I’m smiling as I close the door and head down the hall to the classroom. I feel pride as I walk down the long, narrow first-floor hallway. Daphne’s House has been my dream since I was little. It’s a last chance for kids who haven’t had any luck. It’s not a shelter or a group home. It’s a semi-independent living facility, set up like a boardinghouse. The teens have their own bedrooms with locking doors, but they share bathrooms, a kitchen and living space. Everyone lives rent-free but must go to school or be working on their GEDs and take at least three of our offered life skill classes—be it cooking, fitness and nutrition or the budgeting and accounting classes. We also offer GED classes and art therapy, as well as yoga and meditation. We give them a safe place to start living on their own and the skills to do it successfully.

I turn into the large classroom and get started cleaning up. As I start putting away easels, I hear Selena, one of our full-time employees, talking in the hall. She’s doing the orientation for the prospective volunteers. I was hoping to do it with her but I’m more behind than I realized.

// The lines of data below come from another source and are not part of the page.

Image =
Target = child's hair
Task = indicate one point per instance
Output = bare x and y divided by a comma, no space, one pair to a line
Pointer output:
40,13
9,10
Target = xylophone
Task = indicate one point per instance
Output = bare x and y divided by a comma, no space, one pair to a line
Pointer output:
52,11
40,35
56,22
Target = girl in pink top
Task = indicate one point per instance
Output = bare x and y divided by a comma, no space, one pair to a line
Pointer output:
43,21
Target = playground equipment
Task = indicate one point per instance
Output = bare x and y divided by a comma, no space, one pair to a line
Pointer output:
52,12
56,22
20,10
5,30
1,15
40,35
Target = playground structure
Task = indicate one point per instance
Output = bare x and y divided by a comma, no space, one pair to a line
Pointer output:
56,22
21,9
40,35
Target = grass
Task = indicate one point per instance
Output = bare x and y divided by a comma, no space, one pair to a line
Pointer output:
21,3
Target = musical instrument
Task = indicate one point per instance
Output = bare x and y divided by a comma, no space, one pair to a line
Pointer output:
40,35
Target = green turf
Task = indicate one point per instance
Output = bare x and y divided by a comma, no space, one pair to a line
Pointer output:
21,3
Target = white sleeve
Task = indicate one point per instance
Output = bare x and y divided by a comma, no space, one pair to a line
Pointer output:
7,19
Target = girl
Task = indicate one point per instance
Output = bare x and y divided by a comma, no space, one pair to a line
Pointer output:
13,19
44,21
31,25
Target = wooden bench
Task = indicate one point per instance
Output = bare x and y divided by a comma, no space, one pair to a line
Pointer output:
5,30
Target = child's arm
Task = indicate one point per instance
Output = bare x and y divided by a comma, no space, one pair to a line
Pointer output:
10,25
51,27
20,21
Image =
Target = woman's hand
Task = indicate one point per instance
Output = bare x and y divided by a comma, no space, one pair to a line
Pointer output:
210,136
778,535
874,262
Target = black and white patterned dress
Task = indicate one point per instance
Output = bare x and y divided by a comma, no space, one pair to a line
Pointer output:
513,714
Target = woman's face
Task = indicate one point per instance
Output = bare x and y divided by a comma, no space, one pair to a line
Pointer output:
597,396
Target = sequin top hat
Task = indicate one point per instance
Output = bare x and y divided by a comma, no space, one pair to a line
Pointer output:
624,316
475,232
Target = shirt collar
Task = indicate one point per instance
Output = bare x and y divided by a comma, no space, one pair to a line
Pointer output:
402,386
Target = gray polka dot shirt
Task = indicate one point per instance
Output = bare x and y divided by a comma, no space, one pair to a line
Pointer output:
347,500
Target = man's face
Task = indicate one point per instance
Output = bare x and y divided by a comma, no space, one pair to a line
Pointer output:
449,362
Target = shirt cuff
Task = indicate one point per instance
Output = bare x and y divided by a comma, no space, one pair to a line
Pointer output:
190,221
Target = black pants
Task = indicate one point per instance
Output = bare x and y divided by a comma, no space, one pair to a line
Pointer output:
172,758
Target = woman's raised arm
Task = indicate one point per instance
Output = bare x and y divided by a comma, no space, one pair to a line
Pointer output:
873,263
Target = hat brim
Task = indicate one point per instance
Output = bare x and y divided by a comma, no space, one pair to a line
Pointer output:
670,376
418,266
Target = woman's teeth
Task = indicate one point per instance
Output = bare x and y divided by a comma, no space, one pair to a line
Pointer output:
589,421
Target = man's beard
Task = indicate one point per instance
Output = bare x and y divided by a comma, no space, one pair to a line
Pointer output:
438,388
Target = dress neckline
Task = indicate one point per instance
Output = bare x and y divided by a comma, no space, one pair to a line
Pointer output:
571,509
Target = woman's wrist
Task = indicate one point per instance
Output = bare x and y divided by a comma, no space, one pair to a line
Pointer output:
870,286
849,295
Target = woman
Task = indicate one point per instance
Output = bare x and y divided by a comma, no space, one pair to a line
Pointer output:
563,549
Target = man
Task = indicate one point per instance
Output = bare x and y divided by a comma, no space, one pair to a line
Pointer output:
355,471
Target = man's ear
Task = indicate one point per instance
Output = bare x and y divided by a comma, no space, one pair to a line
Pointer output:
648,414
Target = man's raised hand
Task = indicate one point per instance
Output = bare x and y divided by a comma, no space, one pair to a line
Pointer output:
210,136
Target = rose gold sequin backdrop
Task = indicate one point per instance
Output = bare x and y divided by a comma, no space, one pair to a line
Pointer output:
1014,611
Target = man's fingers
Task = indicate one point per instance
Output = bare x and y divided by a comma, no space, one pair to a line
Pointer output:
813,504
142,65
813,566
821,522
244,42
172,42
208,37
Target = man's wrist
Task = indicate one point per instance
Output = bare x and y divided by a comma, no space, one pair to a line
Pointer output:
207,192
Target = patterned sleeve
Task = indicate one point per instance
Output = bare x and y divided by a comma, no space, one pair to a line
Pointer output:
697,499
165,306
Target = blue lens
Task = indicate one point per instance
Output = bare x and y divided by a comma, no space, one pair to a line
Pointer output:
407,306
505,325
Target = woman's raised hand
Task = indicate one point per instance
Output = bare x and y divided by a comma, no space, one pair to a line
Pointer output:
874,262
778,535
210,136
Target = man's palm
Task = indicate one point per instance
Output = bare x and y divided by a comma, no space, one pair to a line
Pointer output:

“And what’s the age range for the kids?” a female voice asks Selena.

“All of the kids are between the ages of sixteen and seventeen and they’ve all been approved by the courts for this type of living. They move out when they turn eighteen. Of course we help find them living situations afterward and have even cosigned leases for them.”

“That’s amazing,” I hear someone else say. I turn off the water I’m currently washing some brushes in and gently place them in the sink. “I’m impressed.”

“I was impressed too when I researched this place. I’m even more impressed now that I work here,” Selena tells him as I turn from the sink to look at the entryway. I can’t see them. I want to go out there, but I don’t want to interrupt either. Selena is doing a great job on her own. “They do really great work. The owner is incredibly dedicated to the cause.”

“So is there an age restriction?” another voice asks.

“We’ve never had someone come here under sixteen,” Selena tells him. “It’s much harder to get the courts to allow someone much younger to live in such an unrestricted environment. For some reason they still think that sticking them in a foster home with an adult that they don’t know or trust is better than no adult at all.”

Selena goes back into explaining what we do here. As I’m about to step in the hall to greet everyone, I hear the front door buzz behind me. I glance over my shoulder as a person seems to explode into the room. He’s a blur of broad shoulders and dark fabric and towers over me more than any kid here. He must have been expecting to run or something after he entered because his forward motion is so aggressive that he bumps into me before he can stop himself. I stumble about as gracefully as a drunk chicken. I grab the wall to stop myself from slamming into it. I turn to fully take in whoever the hell just did that.

Our eyes lock and it’s like we’re colliding again.

“Colisse!” He exhales the French swear word under his breath.

“What are you doing here?” I demand. Did this jackass hockey player follow me? Oh my God that would be insane. Is he insane?

“I’m here for the volunteer info session,” he replies.

“You’re Alex?” Selena interrupts looking at the clipboard in her hand. “I thought you weren’t going to make it.”

“I’m sorry I’m late. I’m new to the city and I underestimated my commute,” he explains to her and then he somehow manages to give her a fairly dazzling smile, which she returns with her typical friendly one. “Well if you want to join the rest of the tour, I can explain what you missed afterward.”